Dogs who jump up or who are really mouthy with people may be trying to play, saying hello, trying to get your attention, or might just be really excited and unsure of how to express themselves. Most of the time, these dogs are young dogs who have not had much training.

Working with an exuberant dog will take practice and patience. Consistency will be key to success. You’ll need to ensure everyone who interacts with your dog treats him the same way. Encourage polite behavior and discourage jumping up or mouthing. Always approach training with a positive attitude. If you are feeling frustrated, stop the training and take a break.

Tips for Success:

Let your dog know that you are not interested in interacting with him when he’s behaving inappropriately. When he jumps/mouths, turn to the side and become a statue (stand still, cross arms, no eye contact or talking). If that doesn’t work, end the interaction. Leave the room, crate/tether your dog, or calmly put him in a quiet, dog-proof room alone. After a five minute break, try again.

Teach your dog to “sit to say hi.” Wait for your dog to sit before greeting him. Praise your dog for sitting and being calm.

Work on having him “settle” at your feet and gently praise him for lying down.

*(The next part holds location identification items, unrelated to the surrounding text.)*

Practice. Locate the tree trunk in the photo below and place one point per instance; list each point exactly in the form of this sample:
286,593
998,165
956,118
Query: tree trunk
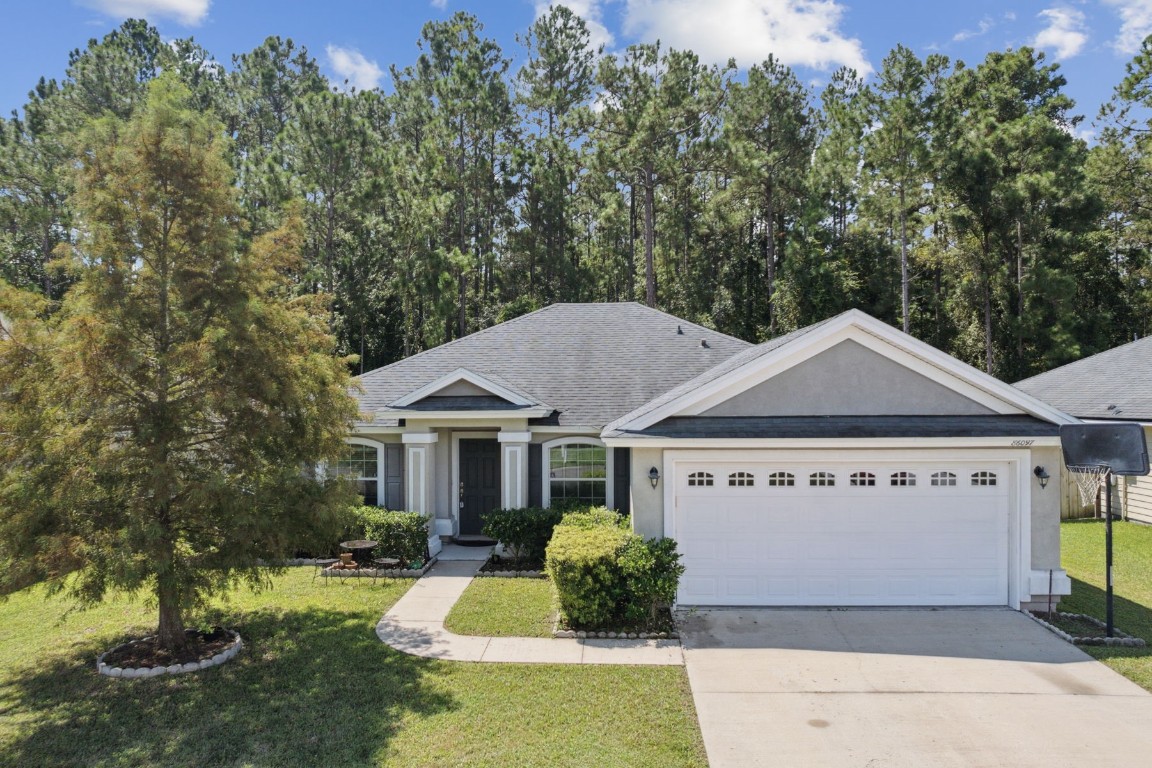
770,257
903,259
650,235
171,631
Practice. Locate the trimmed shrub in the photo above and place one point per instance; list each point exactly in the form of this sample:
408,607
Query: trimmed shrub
591,517
582,564
403,535
524,531
651,571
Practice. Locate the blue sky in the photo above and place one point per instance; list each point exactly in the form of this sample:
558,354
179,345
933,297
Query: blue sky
1091,39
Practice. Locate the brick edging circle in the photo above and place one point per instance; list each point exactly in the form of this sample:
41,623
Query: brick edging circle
136,673
1122,639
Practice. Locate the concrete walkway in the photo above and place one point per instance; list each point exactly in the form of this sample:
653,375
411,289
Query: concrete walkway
906,689
415,625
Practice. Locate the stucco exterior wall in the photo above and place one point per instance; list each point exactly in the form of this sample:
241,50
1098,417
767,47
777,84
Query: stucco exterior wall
848,380
1046,508
648,502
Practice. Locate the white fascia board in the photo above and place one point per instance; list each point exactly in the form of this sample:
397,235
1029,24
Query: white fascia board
824,443
462,374
468,416
881,339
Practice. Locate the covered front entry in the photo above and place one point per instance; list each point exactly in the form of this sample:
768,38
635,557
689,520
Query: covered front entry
834,531
479,483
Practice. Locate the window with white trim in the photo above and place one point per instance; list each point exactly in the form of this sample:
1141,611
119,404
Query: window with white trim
984,478
781,479
944,478
362,464
699,479
903,479
741,480
577,473
821,479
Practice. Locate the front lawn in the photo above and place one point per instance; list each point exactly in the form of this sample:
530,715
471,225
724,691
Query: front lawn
1082,542
501,607
315,686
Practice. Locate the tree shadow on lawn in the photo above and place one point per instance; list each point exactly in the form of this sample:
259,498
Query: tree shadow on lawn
1130,616
310,687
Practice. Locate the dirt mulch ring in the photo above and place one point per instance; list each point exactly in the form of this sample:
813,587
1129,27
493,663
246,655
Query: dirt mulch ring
148,654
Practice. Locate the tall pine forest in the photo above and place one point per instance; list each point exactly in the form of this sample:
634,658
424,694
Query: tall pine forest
952,199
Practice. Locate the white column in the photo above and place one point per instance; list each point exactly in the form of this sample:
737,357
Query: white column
419,472
514,468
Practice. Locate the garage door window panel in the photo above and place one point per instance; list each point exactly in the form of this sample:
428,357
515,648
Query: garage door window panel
700,480
781,479
903,479
984,478
821,479
944,479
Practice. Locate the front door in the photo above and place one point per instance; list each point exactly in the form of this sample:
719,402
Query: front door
479,483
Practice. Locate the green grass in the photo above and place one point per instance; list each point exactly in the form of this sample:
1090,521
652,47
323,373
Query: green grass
315,686
1082,545
498,607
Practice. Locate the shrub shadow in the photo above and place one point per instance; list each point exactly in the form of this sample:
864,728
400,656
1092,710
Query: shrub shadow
311,687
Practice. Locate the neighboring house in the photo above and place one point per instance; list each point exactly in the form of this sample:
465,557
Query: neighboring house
846,463
1113,386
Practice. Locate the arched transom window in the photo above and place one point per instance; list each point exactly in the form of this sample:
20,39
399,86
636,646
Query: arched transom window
362,464
577,473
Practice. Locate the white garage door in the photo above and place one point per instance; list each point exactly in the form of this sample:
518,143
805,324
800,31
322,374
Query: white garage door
842,533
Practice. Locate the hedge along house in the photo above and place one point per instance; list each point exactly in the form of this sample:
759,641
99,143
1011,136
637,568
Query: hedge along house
1112,386
842,464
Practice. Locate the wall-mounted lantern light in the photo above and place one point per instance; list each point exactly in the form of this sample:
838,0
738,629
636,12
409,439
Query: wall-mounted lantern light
1043,476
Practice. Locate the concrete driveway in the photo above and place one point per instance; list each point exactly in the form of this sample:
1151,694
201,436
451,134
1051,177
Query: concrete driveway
917,687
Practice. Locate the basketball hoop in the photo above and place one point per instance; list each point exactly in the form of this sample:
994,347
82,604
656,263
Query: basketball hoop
1089,478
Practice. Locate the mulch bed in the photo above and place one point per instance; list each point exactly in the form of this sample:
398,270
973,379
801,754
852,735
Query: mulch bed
661,624
146,653
1074,625
498,564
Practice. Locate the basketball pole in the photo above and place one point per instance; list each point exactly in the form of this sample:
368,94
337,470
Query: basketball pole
1107,549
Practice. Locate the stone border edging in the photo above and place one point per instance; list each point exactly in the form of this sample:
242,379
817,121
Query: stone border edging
379,572
137,673
1123,640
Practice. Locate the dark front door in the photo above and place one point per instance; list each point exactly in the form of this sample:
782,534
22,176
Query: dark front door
479,483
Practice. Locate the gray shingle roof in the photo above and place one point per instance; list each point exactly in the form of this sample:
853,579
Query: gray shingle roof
720,370
847,426
591,362
1113,385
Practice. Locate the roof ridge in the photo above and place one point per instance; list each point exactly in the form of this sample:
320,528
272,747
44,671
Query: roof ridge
1085,359
456,341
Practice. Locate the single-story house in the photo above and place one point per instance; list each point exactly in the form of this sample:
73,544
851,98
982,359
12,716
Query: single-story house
843,464
1113,386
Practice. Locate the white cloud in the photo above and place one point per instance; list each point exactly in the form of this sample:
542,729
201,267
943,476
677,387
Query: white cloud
982,28
1065,32
188,13
803,32
1135,24
590,10
351,66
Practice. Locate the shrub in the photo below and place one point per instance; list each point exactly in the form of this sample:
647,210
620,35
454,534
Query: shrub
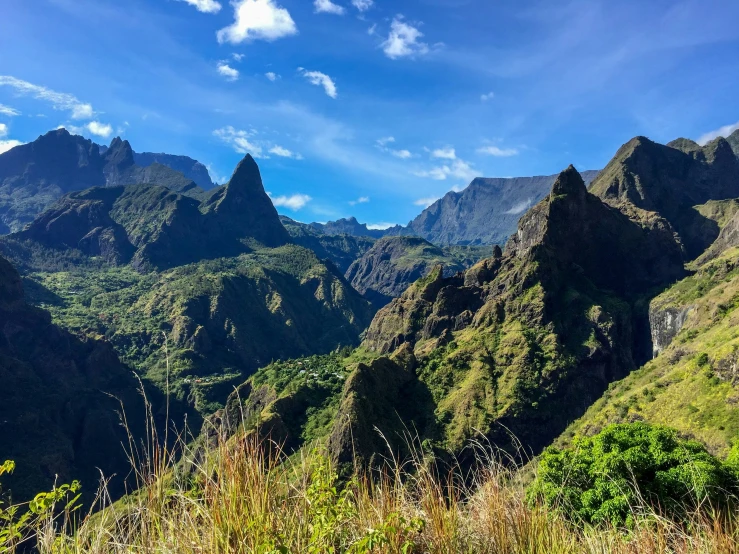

If he gets up to pace, call him back and use a treat to lure him into a down again or if he is on leash, hold him with approx. 4 feet of leash and wait until he offers a “settle” by lying down. Reward verbally and treat when he does this.

Teach “go-to-mat” and “stay.” Use a high-value treat to calmly lure your dog onto a mat and into a down position. Reward him for holding the position and slowly increase duration and distraction until he is able to maintain a down position on his mat until released.

Avoid any wrestling games with your dog. These will increase his excitement. Instead, teach your dog to play fetch with a ball or plush toy. Praise him for picking up a toy and bringing it back to you. Ask him to “sit” before throwing the ball again. Encourage breaks to keep your dog from getting overexcited.

When your dog is excited, offer a favorite toy. To make the toy come alive, toss it away from your dog and encourage him to “get your toy!” Whenever he carries the toy around, he should receive a lot of praise and attention! The attention should stop if he drops the toy.

Teach an “all done” cue. For dogs who are toy obsessed and can’t seem to walk away from a game, teach an “all done” cue. After a play session, say “all done” and put the toy out of sight. Walk away and ignore any attempts to get you playing again. Do not repeat the “all done” cue. With consistency your dog will understand that “all done” means that the game is over.

Make sure your dog gets enough exercise and mental enrichment. Physical exercise alone will not be enough to help your dog relax. They need mental exercise too. Along with walks and fetch, find ways to provide mental stimulation. Feed him meals from puzzle toys or a Kong, teach him new tricks, or hide treats around the house and ask him to “find it!”

Do not physically punish your dog. Your dog may misinterpret physical punishment (like kneeing him, grabbing his muzzle or paws, or holding him down) as play or he could become scared and defensive. Either way, the jumpy/mouthy behavior could get worse instead of better.